Pour le chemin de retour, je sais que j’ai plusieurs points de passage que je connais plus ou moins et qui sont structurants :
-          - Faire du gaz avant de retraverser la Garonne,
-          - me refaire en rive droite de la Garonne,
-          - Choisir entre une route « plaine » vers Aspect ou un retour classique par le Cagire,
-          - Transiter Cagire vers Picon – Paloumère
-          - Rentrer dans le bocal d’Arbas ….
Du coup, du Sacon et suivant le précepte de Richard le révéré, je prends des options « Nord » quand je suis haut, pour revenir sur le chemin direct quand je suis trop contré par l’EPM.
Pour suivre un autre précepte, mais cette fois appris d’un autre maître, Gérald Delorme, je laisse cette merveilleuse Diamir voler bras hauts tant que ça tient, et j’accélère quand ça descend trop ou que je suis trop contré.

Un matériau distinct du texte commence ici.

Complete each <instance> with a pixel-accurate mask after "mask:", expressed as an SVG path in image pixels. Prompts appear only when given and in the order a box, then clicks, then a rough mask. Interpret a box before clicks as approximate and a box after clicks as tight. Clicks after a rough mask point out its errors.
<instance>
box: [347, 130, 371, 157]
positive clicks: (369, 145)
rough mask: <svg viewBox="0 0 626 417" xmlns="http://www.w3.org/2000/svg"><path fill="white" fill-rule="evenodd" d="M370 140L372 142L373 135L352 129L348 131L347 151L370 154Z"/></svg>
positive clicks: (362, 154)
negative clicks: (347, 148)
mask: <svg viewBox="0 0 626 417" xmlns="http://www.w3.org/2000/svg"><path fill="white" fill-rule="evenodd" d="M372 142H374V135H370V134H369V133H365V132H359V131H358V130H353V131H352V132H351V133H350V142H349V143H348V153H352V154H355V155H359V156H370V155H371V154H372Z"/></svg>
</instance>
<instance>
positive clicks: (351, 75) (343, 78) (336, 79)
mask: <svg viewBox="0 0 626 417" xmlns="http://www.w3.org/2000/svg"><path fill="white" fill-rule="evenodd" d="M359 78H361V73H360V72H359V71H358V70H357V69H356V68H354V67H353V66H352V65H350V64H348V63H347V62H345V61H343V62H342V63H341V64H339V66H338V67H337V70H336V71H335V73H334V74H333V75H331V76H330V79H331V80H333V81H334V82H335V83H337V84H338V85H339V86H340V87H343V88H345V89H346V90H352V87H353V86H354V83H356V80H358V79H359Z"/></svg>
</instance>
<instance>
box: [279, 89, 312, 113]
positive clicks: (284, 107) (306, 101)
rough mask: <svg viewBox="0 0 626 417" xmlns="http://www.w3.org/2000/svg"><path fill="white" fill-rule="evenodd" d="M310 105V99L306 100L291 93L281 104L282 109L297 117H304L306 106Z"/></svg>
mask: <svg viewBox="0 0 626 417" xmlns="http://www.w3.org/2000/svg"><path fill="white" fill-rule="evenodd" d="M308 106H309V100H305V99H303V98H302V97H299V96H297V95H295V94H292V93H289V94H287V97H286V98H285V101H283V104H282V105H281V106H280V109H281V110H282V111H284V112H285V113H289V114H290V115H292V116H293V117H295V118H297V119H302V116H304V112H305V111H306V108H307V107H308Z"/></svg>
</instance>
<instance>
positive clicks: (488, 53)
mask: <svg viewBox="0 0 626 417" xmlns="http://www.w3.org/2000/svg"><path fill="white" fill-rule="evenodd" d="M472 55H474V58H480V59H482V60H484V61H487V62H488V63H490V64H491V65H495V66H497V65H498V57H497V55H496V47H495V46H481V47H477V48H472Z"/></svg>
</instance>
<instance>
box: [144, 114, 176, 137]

Et comme la voile l’accepte, j’accélère … à fond et … Je prends une magnifique asymétrique. Mais c’est le jeu, je suis haut, j’ai à peine de temps de réagir, que sur un quart de tour, elle est déjà rééouverte. Donc je réaccélère… au premier barreau cette fois et très vite je retrouve l'ascendance, rive G de la Garonne entre le Cap du Picon et le sommet de Cert, quasi comme à l’aller. Je m’y refais très bien et à environ 2100m, je transite vers l’O, NO, direction Pic et Poc ?
Je tente d’aller toujours plus vers le N, mais je suis trop contré. Et comme soouvent, en me laissant glisser un peu plus dans le vent, je trouve de quoi monter, ce n’est pas très net, je manque un peu de patience et surtout voyant une voile ce faire catapulter du côté du Col des Ares, j’y vais et je trouve. Beau, puissant, cette pompe me monte haut, plus de 2200m, quand d’un seul coup, je suis pris d’un affreux doute, jusqu’où passe la TMA4 de Toulouse qui nous limite à FL65 juste au N d’Arbas. Je ne sais plus si elle vient jusqu’ici. Du coup, je me laisse glisser vers le sud, vers le Cagire, sans plus me poser l’alternative plaine/montagne. J’ai deavnt moi, quelques minutes totalement sereine, de transition d’une coolitute totale. J’en profite pour manger 2 barres céréales. La reprise sur le NO du Cagire est une conformité, faut dire que j’y suis déjà  passer les jours précédents. Reste devant moi, le retour à Arbas, pour lequel j’ai toujours une sourde angoisse, puisqu’il y a quelques années suite à un enchaînement de mauvais choix, ça c’était fini sous le secours !
Du coup, j’assure encore plus, et je fais mon plaf du jour à un peu plus de 2300. Je pense partir pour une trajectoire N en vue de profiter des hauts d’ascendances de la crête Cagire / Aspect, mais psychologiquement trop attiré par le Picon / Cornudères, je glisse vers eux. Mais je suis haut, la voile avance bien, très bien et j’atteins la zone redoutée très haut. Je me laisse gagner peu à peu dans une zone montante qui ne devrait pas être là mais bon , autant en profiter et suffisamment haut je me laisse glisser vers Arbas. Passant du coté de Cornudère, je tente de me poser pour une autre envie physiologique, mais je ne suis pas bien doué pour ce genre d’exercice et je préfère tenir. Du coup , je fais le plus vite possible pour rejoindre Herbes blanches, histoire de rajouter qques kms faciles. Evidemment ça monte très bien du coté des 4 chemins alors je me permets une dernière tentative et quasiment pour la première fois je fais un rapide passage sur l’Estelas. Ensuite, retour dare, dare, direction le saint attéro d’Arbas.
Environ 4h30 de vol, 75 kms dans une espèce de triangle à plat, mon premier A/R depuis Arbas, pas d’erreur tactique, une petite frauyeur sur la fermeture asym, pas de tension ni de stress particuliers sur le plan de vol ou de zones trop turbulentes, des passages grandioses du coté du Pic de Gar, du Sacon, de Cornudère, incontestablement le plus beau vol que j’ai réalisé, du genre dont j’avais révé.